Last month, when Canada agreed to extend the mission in Iraq and violate international law by expanding the bombing campaign into Syria for one more year, again no one mentioned victory. Hell, given the complexity of the multi-layered conflicts in both Iraq and Syria, it seems no one can even define what victory might look like, let alone how we will achieve it in a year.

The government is also a little hard-pressed to define Canada’s role against ISIS that means we are allied with Syrian President Bashar al-Assad’s forces, Hezbollah, Shiite militias commanded by Iranian officers, the PKK (Kurdistan Workers’ Party, a Kurdish terrorist organization) and Kurdish al-Qaida — all of whom are also fighting ISIS.

If one needs a clear example of what results occur when you don’t fully think through a military intervention, the recent migrant drowning deaths in the Mediterranean should do the trick.

Canada proudly took the lead role in the 2011 NATO air campaign to oust Libyan president Moammar Gadhafi.

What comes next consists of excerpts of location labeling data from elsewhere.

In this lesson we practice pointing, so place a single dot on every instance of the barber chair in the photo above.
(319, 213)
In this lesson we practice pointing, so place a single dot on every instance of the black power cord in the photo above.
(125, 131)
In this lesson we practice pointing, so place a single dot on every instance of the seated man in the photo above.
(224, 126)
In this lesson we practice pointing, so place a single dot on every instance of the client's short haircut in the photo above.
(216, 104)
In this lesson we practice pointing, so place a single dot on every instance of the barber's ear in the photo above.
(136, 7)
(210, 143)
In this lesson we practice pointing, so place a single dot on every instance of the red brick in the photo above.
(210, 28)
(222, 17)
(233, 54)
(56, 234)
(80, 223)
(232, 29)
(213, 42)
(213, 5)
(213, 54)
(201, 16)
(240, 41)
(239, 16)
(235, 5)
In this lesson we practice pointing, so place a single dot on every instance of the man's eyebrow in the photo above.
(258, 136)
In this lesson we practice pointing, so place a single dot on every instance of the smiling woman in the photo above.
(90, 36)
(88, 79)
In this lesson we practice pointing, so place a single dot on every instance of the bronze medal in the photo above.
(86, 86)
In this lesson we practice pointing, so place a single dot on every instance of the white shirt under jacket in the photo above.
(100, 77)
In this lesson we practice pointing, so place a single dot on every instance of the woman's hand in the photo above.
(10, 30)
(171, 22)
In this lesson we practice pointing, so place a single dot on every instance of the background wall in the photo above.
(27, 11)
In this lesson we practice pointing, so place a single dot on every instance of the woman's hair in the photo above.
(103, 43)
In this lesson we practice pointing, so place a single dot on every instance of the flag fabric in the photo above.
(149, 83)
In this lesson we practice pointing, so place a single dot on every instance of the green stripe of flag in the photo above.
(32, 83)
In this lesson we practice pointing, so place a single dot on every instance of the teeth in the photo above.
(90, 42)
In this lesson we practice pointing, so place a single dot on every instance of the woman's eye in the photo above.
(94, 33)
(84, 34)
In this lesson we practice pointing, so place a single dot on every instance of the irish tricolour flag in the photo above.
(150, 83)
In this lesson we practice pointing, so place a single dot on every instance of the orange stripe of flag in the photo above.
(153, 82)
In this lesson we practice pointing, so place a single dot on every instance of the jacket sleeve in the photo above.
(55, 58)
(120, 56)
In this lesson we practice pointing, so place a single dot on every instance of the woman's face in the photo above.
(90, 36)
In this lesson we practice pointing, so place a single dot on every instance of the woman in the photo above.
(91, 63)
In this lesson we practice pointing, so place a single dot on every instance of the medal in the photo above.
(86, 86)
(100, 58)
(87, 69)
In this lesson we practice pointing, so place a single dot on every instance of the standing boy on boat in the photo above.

Following his death at the hands of the rebels, Canada cut and ran, celebrated with a victory parade and conveniently ignored the fact that Libya was still wracked with inter-factional violence. Libya is now a completely failed state, engulfed in violent anarchy, a breeding ground for Islamic extremists, including ISIS, and, as evidenced by the human wave seeking sanctuary in Europe, a thriving haven for human traffickers.

At the very least, Canada should be contributing heavily to the naval search and rescue efforts off the coast of Libya. After all, we took great pride in creating the power vacuum that led to this current crisis.